By Matters India Reporter

Pune: About 100 women, including nuns and ordained women from churches from all over India strongly condemned what they called the Church’s weak institutional response to gender violence faced by women.

The women were attending the first national convention of the Indian Christian Women’s Movement (ICWM) at Jnanadeepa Vidyapeeth, Pune, on the theme ‘Women take Wing.’

In her keynote address, Vibhuti Patel, professor in the Advanced Center for Women’s Studies, Tata Institute of Social Sciences, Mumbai, traced the history of Indian women’s movement and the importance and relevance of ICWM in this larger context.

The delegates, cutting across age, region and Christian denomination expressed dissatisfaction at the lack of voice, role and decision making for women in Church structures, and declared their determination to struggle for justice, equality, dignity and rights for women, children, dalits, tribals, transgender people and LGBTQIA (Lesbian, gay, bisexual, transgender, transsexual, queer, intersex, asexual).

They resolved to work together to enhance women’s participation, representation, decision making in the Church and related structures.

In the new normal of sexual violence and polarization in the country, and the abuse of women’s and children’s bodies to settle political and communal scores, the movement resolved to partner and work in solidarity with civil society groups and movements in the ongoing battle for justice for survivors and their families.

The movement was launched two years ago at Bengaluru in 2014 as a common body of Christian Women in India.
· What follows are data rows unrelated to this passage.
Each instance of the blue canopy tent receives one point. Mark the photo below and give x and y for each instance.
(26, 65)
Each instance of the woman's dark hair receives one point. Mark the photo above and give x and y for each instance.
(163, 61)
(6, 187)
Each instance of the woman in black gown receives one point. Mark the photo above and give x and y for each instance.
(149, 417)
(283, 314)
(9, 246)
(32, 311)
It was the outcome of a conference on “Paradigm Shifts in Vatican II and it Impact on Women.”

Its vision is to create “a sisterhood of solidarity across boundaries to change unjust beliefs, practices and structures that perpetuate patriarchy and accentuate the exploitation of women at various levels.”

It aims to be an advocacy group that opposes violence and work for the protection of the rights and dignity of women in civil and ecclesial structures. It also strives to promote capacity-building for women’s social, cultural, political and ecclesial leadership.

It partners with existing Christian women’s organizations to create a joint perspective on gender justice and feminist theologizing, formulate strategies for ecological restoration and social transformation, and conduct large scale campaigns of resistance against policies and power games that lead to the diminishment, humiliation and even death for women.

It also supports justice issues of dalits, tribals and other subaltern, marginalized groups, even to the point to providing emergency services in terms of ideas, referrals, protests, solutions, finance, legal helps, shelter, etc. in times of need.

Its membership is open to Christian women who share the movement’s vision.